Like bored children on a long car journey you can almost hear their plaintive tones: "Is he dead yet? Is he dead yet?" These vultures squawk and shuffle, each waiting for the final tired breath of a terribly ill man that will kickstart their race to be the first to break the news.
The obit clips are poised and ready to roll, having been put together years in advance, while the faces on the ground go over their solemn announcement for the thousandth time. Each experiments with platitudes and soundbites, desperate to deliver the definitive eulogy to the nation.
Besides the shamefully distasteful nature of the hospital-front scenes there is another dimension to the journalists' failure. With all due respect to Mr. Best and his family, aren't there more pressing and significant news stories to be covered? Is the world really so peaceful and dull that our grand news agencies can afford to waste their time on this sickeningly eager deathwatch?
Anyway, as I said these guys didn't make it this week, mainly because while their Swinery is indeed appalling, it's unfortunately not particularly uncommon. This week's Swine is an individual who has, over the last few days, undertaken to set a precedent that can only really be interpreted as another step down the dark and greasy spiral.
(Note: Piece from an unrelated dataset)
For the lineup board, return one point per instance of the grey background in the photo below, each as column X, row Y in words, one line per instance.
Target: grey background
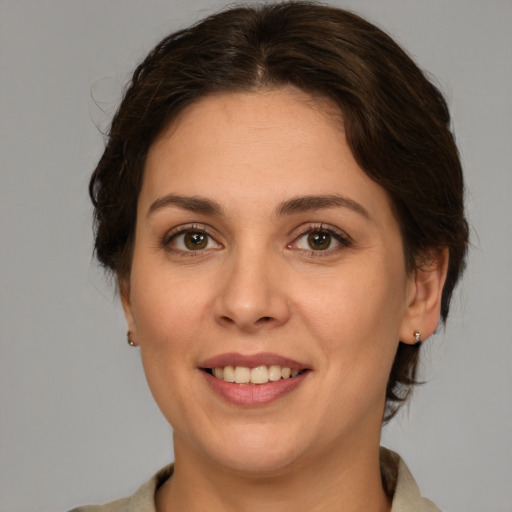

The Official Secrets Act is a funny thing. On the face of it, it seems entirely reasonable that the government have some power to keep certain information out of the public domain, especially if people's lives are in danger. The problem is of course that because the information is secret the rest of us have to wait decades to find out if the decision to withhold the information was valid.
In the meantime we have to just trust our government to use its powers wisely, and this is where the whole thing rather falls down. Once you get into a position where you can't trust your nation's leader or his government as far as you could comfortably throw them, the use of these powers becomes increasingly controversial.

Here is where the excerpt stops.